Jakub Špaňhel: From the sacred to the profane

16.08.2012 08:03

PraguePost: Špaňhel's paintings range from the cathedral to the barnyard

 

In these pages nine years ago, a review of the painter Jakub Špaňhel's first big solo show in Prague concluded by calling him a highly gifted young artist - a talent to watch. He was fresh out of the art academy at the time, and his show at the City Gallery Prague's Old Town Hall space presented his graduation project, a magnificent set of large-scale church interiors. The show was titled simply "26," to emphasize his precocious artistic achievement.

It has been gratifying to follow this artist's development over the past decade, and now the same institution that gave him that important solo show at 26 is surveying his still-young career at its larger and more prestigious exhibition space in the Municipal Library. (The gallery has been divided for the summer to hold two parallel but independent exhibitions; the other one, by Lubomír Typlt, will be reviewed in a forthcoming issue.)

Špaňhel's "Hens in Hell" begins with a selection of the work that established his reputation, inspired by reproductions of paintings by Oldřich Blažíček (1887-1953), who specialized in church interiors. At the other end of the spectrum, both chronologically and thematically, are his newest paintings, of barnyard animals, which were also inspired by works of the Czech artist Bohuslav Reynek (1892-1971). In between, his themes range from urban landmarks to national banks, from nudes to chandeliers.

 

As Špaňhel's dramatic early paintings of sacral architecture and meditations on mortality (crematoria and graves) gave way to more earthly themes such as service station nocturnes - a series that has yielded some of his most beautiful work - the underlying substance has remained constant: the dematerialization of spatial forms to get at the kernel of his subject, and a love of light. He has also shown an ongoing interest in the relationship of a contemporary creator to the art and monuments of the past.

Jakub Špaňhel: Hens in Hell 
City Gallery Prague-Municipal Library 
Ends Sept. 9. Mariánské nám. 1 (entrance on Valentinská), Prague 1-Old Town. 
Open Tues.-Sun. 
10 a.m.-6 p.m.

Combining bravura gestural brushwork with a sense for monumentality, Špaňhel delivers a distilled essence of his subject, adding a minimum of details with unerring strokes. The best ones pulsate with a sense of immediacy for the viewer and convey the impassioned physicality of their creation.
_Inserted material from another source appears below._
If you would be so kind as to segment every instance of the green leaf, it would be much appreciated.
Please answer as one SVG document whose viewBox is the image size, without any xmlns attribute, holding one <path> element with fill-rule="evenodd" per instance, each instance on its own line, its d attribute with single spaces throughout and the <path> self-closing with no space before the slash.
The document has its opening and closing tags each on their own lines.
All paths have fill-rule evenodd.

The age-old problem of how to express light with pigment has been one of Špaňhel's formal preoccupations since his student days, as evidenced by his earliest piece in the show: a studio interior bathed in a warm rosy glow. He moved on to recreating the hazy light that streams through cathedral windows with thin washes of white and gray. In one phase, Špaňhel turned up the drama considerably with bucketsful of gold paint, which he has since turned down to a more subtle accent - to great effect. He has continued in his exploration of light in sublime nocturnes of service stations and rainy streets, and also in a series of chandeliers.

Špaňhel initially painted chandeliers as props in a series of nude paintings, but they eventually became an independent theme. While the nudes are perhaps his least compelling paintings in the show, uncharacteristically flat and static, the chandeliers literally and figuratively shine, sometimes seeming like a statue column surrounded by a blaze of votive candles.

The show takes a somber turn with two paintings of national central banks (Macedonia's and Brazil's, from a larger series). Painted in 2008 and 2009, they strike an appropriate chord of austerity and decline, in tune with the world financial crisis that began at that time. They are his most abstract works in the show and contain the least amount of light.

His newest works, the previously mentioned barnyard animals inspired by Reynek (who had a retrospective at the City Gallery last year), have an atypical two-dimensionality, at times mimicking the surface effects of prints. The title subjects - Goat in a Field or Two Turkeys and a Donkey, for example - recall animals from cave paintings; they seem to dissolve into the flat abstract brushwork and then emerge from it, as if from a fog.

A barnyard motif also appears near the beginning of the show, in a small room that the artist stenciled floor to ceiling with chickens using a specially made paint roller - a technique he began experimenting with as a student. In Hens in Hell, from which the show takes its title, the viewer is enveloped in an inferno of black chickens backlit by an aurora of blazing red.

The paint-roller technique appears elsewhere, in uneven rows of crosses, giving a sense of driving past a steady stream of grave markers through day and night. The overall feeling, while somber, is ultimately of the predominance of light over dark.

The continuous thread running through Špaňhel's work is a masterful sense of space, whether he is painting cathedrals or fuel pumps, and his talents shine brightest when he lets himself get swept away in the various qualities of light. The City Gallery has proved once again that its curators are keen at spotting promising young artists and continuing to support them as they mature. It should be exciting to watch Špaňhel's continued evolution.